Publicado na “prestigiada” PNAS (Proceedings of the National Academy of Sciences), revista da Academia Americana de Ciências, o estudo, realizado com a colaboração do Centro Hospitalar e Universitário de Coimbra (CHUC), teve como objetivo, avaliar a capacidade de reorganização do cérebro na fase inicial de uma doença neurodegenerativa, a doença de Parkinson, e insere-se numa estratégia de estudar a capacidade que o cérebro tem de se readaptar ao longo da vida na saúde e na doença.

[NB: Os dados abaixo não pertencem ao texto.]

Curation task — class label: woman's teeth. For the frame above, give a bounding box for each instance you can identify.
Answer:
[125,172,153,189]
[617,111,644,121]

Para tal, a equipa, que também integra investigadores do Coimbra Institute for Biomedical Imaging and Translational Research (CIBIT) e do Instituto de Ciências Nucleares Aplicadas à Saúde (ICNAS), combinou de forma única, um conjunto de métodos funcionais e moleculares de imagem que permitissem avaliar os movimentos oculares, uma função que na doença de Parkinson está alterada muito precocemente, dos participantes no projeto durante a realização de tarefas muito simples.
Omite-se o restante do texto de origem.